Il 2 maggio, presunti affiliati all’Isis nel Grande Sahara hanno presentato tre civili nel villaggio di Tin-Hama nel Grande Sahara e hanno amputato loro una mani e un piede ciascuno.

“Condanno fermamente questi atti spregevoli. Tali punizioni corporali eseguite da gruppi armati al di fuori di qualsiasi quadro giuridico è una grave violazione dei diritti umani, compreso il diritto di ogni essere umano a un equo processo da parte di un tribunale regolarmente costituito”, ha detto El-Ghassim Wane, capo della Missione di stabilizzazione integrata multidimensionale delle Nazioni Unite in Mali.

Secondo una precedente versione circolata nella stampa, almeno due maliani erano stati intercettati dai militanti dell’Isis il 28 aprile verso Assore, a 15 km a nord di Asongo, sulla strada per Menaka, mentre stavano rapinando un veicolo di trasporto. L’amputazione degli arti, in pubblico, è stata la punizione inflitta dai radicali.

Per la Minusma, tali “abusi” sono punibili secondo la legge maliana. Gli sviluppi “ricordano gli orrori che hanno segnato la crisi del 2012 e dovrebbero essere un campanello d’allarme per tutti coloro che sono coinvolti nella lotta contro l’impunità in Mali”. La Minusma si è detta pronta “a sostenere le indagini in corso delle autorità maliane per combattere l’impunità”.

Alcuni osservatori sostengono che l’assenza dello Stato maliano in diverse aree del Paese lascia il campo aperto ai jihadisti che impongono le loro leggi. Gli analisti aggiungono che questo fa parte della strategia degli stessi jihadisti: mostrare a popolazioni esasperate dagli attacchi ai trasporti pubblici che loro sono la soluzione.

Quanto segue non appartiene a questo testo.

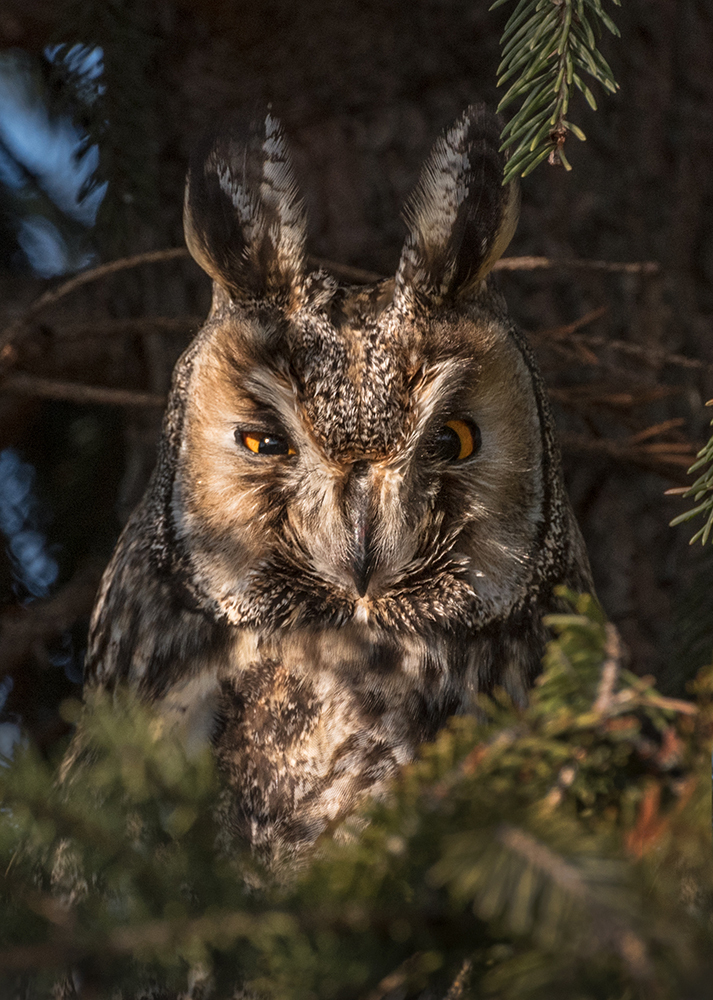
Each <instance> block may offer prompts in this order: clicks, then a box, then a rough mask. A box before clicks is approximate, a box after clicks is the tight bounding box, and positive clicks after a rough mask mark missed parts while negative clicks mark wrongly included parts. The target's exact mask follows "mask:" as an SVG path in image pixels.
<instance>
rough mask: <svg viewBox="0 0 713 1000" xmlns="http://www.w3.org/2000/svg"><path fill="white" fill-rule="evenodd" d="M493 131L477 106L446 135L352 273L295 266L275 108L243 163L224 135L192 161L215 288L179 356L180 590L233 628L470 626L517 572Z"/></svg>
mask: <svg viewBox="0 0 713 1000" xmlns="http://www.w3.org/2000/svg"><path fill="white" fill-rule="evenodd" d="M493 133H494V134H495V137H497V127H496V124H495V123H494V121H493V120H492V119H491V118H489V117H487V116H485V115H483V114H482V113H480V112H477V113H474V112H473V111H471V112H470V117H468V116H467V115H466V116H464V118H463V119H462V120H461V121H460V122H459V123H457V125H456V126H455V127H454V128H453V129H452V130H451V131H450V132H449V133H447V134H446V135H445V136H444V137H443V138H442V140H441V141H440V144H439V145H437V146H436V148H435V149H434V151H433V153H432V155H431V159H430V161H429V163H428V164H427V165H426V168H425V169H424V173H423V176H422V180H421V184H420V187H419V189H418V190H417V192H416V195H415V196H414V198H413V200H412V202H411V205H410V208H409V213H408V217H409V219H410V222H411V232H410V234H409V237H408V239H407V241H406V245H405V247H404V251H403V254H402V258H401V263H400V266H399V270H398V272H397V275H396V278H395V279H392V280H391V281H384V282H381V283H377V284H375V285H373V286H366V287H344V286H340V285H339V284H338V283H337V282H336V281H335V280H334V279H333V278H331V277H330V276H328V275H326V274H325V273H324V272H321V271H320V272H314V273H311V274H308V273H307V272H306V271H305V268H304V264H303V252H302V248H303V240H304V220H303V218H302V215H301V211H302V210H301V206H300V203H299V202H298V201H297V199H296V194H295V189H294V181H293V179H292V176H291V173H290V171H289V164H288V162H287V159H286V154H285V151H284V146H283V144H282V138H281V135H280V133H279V129H278V127H277V125H276V124H275V123H274V121H272V119H270V118H269V117H268V120H267V122H266V125H265V131H264V135H263V134H260V135H258V136H257V137H256V136H255V134H253V135H252V136H251V139H250V141H249V142H248V144H247V147H246V148H242V147H241V149H242V152H240V151H239V152H240V156H238V157H237V163H236V155H237V154H236V152H235V147H234V144H232V145H231V143H230V142H225V141H224V143H223V147H221V146H220V144H217V145H216V146H215V147H214V148H213V150H212V151H211V153H210V155H209V156H208V157H207V158H206V159H205V161H203V162H202V163H201V164H200V166H199V167H198V169H196V168H195V167H194V168H193V169H192V171H191V175H190V177H189V184H188V189H187V200H186V233H187V240H188V244H189V247H190V249H191V251H192V253H193V255H194V257H195V258H196V259H197V260H198V261H199V263H201V265H202V266H203V267H204V268H205V270H207V271H208V273H209V274H211V276H212V277H213V278H214V281H215V289H214V303H213V309H212V312H211V315H210V317H209V320H208V322H207V324H206V326H205V327H204V329H203V331H202V333H201V334H200V335H199V337H198V338H197V340H196V341H195V342H194V345H192V347H191V348H190V349H189V351H188V352H187V355H186V358H185V359H184V362H183V364H182V366H181V365H180V364H179V368H178V375H177V378H178V379H179V380H180V381H181V393H182V396H183V398H184V400H185V402H184V407H185V409H184V411H183V415H182V429H181V434H180V443H179V446H178V453H177V455H176V460H175V475H174V480H173V495H172V503H171V509H172V512H173V521H174V534H175V538H176V541H177V543H178V546H179V548H180V549H181V550H182V552H183V553H184V558H187V559H188V560H189V561H190V566H191V575H192V579H193V581H194V584H195V586H196V587H197V589H198V591H199V592H200V593H202V594H203V595H204V597H205V599H206V601H207V602H208V603H209V604H210V605H211V606H212V607H213V608H214V609H215V610H216V611H217V612H218V613H219V614H220V615H221V616H224V617H225V618H226V619H227V620H228V621H230V622H232V623H233V624H237V625H259V626H260V627H261V628H265V627H268V628H270V627H281V626H285V625H291V626H293V625H295V624H299V625H304V626H307V627H311V626H314V627H316V628H319V627H323V626H324V625H326V624H328V623H333V624H339V625H342V624H345V623H346V622H349V621H351V622H353V623H360V624H361V625H363V627H364V628H367V629H374V630H379V629H388V630H394V629H396V630H398V629H400V628H403V629H408V630H411V631H413V630H414V629H416V630H418V629H419V628H421V627H424V628H433V627H438V626H439V625H443V626H444V627H448V628H451V627H454V626H457V625H463V626H467V627H473V626H474V625H480V624H485V623H487V622H488V621H490V620H492V619H493V618H495V617H501V616H503V615H505V614H507V613H508V611H509V610H510V609H511V608H513V607H514V606H515V605H516V604H517V603H518V601H521V600H522V598H523V595H524V594H525V592H526V591H527V589H528V587H529V586H531V582H532V577H533V572H534V566H535V562H536V557H537V552H538V546H540V545H541V543H542V541H543V537H544V532H543V524H544V521H545V513H544V505H545V502H546V497H545V493H546V488H545V485H544V478H545V472H544V471H543V470H544V469H545V466H546V461H545V459H546V458H547V456H546V455H545V454H544V453H545V451H546V440H545V438H544V437H543V435H544V434H545V430H543V419H542V413H541V409H542V400H541V390H540V392H539V395H538V387H537V377H536V375H535V374H534V373H533V370H532V368H531V365H530V362H529V357H528V355H527V352H526V351H523V349H522V345H521V343H520V342H519V340H517V338H516V336H515V335H514V334H513V332H512V330H511V328H510V326H509V324H508V322H507V319H506V317H505V313H504V309H503V306H502V303H501V301H500V299H499V297H498V296H497V295H496V293H494V292H493V291H492V289H491V288H490V287H489V285H488V283H487V281H486V280H485V278H486V274H487V271H488V270H489V269H490V267H491V266H492V264H493V262H494V260H495V259H497V257H498V256H499V255H500V254H501V253H502V251H503V250H504V248H505V246H506V245H507V242H508V240H509V238H510V235H511V233H512V230H513V228H514V222H515V218H516V199H515V198H514V196H513V194H512V192H510V191H508V189H503V188H502V186H501V178H502V158H501V157H500V154H498V153H497V141H494V140H493ZM258 140H259V142H258ZM251 142H252V145H253V146H254V147H255V150H257V152H255V151H253V152H252V154H251V149H252V147H251V145H250V143H251ZM476 154H477V155H478V156H479V157H480V159H481V161H482V162H478V164H477V166H478V178H479V184H480V187H477V186H476V185H475V183H474V180H473V172H472V169H471V166H470V164H471V161H473V162H474V163H475V158H476ZM257 160H259V162H256V161H257ZM258 168H259V169H258ZM241 171H242V172H241ZM253 174H257V175H258V180H257V181H256V180H254V179H253ZM258 182H259V183H258ZM251 183H252V185H253V187H252V188H251V187H250V184H251ZM255 192H257V193H255Z"/></svg>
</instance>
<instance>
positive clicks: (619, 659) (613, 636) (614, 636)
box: [594, 622, 621, 714]
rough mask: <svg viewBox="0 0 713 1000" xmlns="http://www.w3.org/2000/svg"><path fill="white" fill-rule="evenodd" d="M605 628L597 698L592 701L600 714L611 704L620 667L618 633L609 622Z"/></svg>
mask: <svg viewBox="0 0 713 1000" xmlns="http://www.w3.org/2000/svg"><path fill="white" fill-rule="evenodd" d="M605 629H606V636H607V641H606V645H605V647H604V663H603V664H602V672H601V676H600V678H599V686H598V688H597V698H596V701H595V702H594V711H595V712H600V713H602V714H603V713H604V712H607V711H608V709H609V707H610V705H611V702H612V698H613V697H614V688H615V686H616V682H617V678H618V676H619V669H620V667H621V641H620V639H619V633H618V632H617V630H616V628H615V626H614V625H612V623H611V622H607V623H606V626H605Z"/></svg>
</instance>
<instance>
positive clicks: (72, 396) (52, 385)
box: [0, 374, 166, 407]
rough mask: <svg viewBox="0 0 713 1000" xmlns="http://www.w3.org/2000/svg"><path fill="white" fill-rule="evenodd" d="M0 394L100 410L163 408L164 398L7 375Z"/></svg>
mask: <svg viewBox="0 0 713 1000" xmlns="http://www.w3.org/2000/svg"><path fill="white" fill-rule="evenodd" d="M0 392H9V393H12V394H14V395H17V396H39V397H42V398H43V399H63V400H66V401H68V402H70V403H99V404H101V405H104V406H151V407H163V406H165V405H166V397H165V396H160V395H158V394H156V393H152V392H132V391H130V390H128V389H110V388H107V387H105V386H100V385H84V384H83V383H82V382H59V381H57V380H55V379H51V378H38V377H37V376H36V375H24V374H18V375H7V376H6V377H5V378H4V379H2V381H0Z"/></svg>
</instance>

Gruppi jihadisti avevano effettuato amputazioni, lapidazioni, fustigazioni ed esecuzioni pubbliche in nome di una rigorosa interpretazione della legge islamica nelle grandi città del Nord, cadute nelle loro mani a marzo-aprile 2012, sulla scia di un conflitto tra il governo centrale e gruppi indipendentisti tuareg del nord. All’epoca, Amnesty International aveva denunciato le punizioni corporali inflitte “in nome della loro interpretazione della Sharia” dagli islamisti armati. L’organizzazione aveva anche denunciato l’utilizzo di bambini soldato da parte di gruppi armati, ma anche da parte delle milizie di autodifesa che erano allora  sono costituite nel sud del Paese “con il consenso e il sostegno delle autorità” nella prospettiva della liberazione del nord del Mali.

Contro l’avanzata dei gruppi islamisti fu lanciata nel gennaio 2013 l’operazione Serval da parte delle forze armate francesi. L’operazione si è successivamente trasformata in operazione Barkhane, tuttora operativa.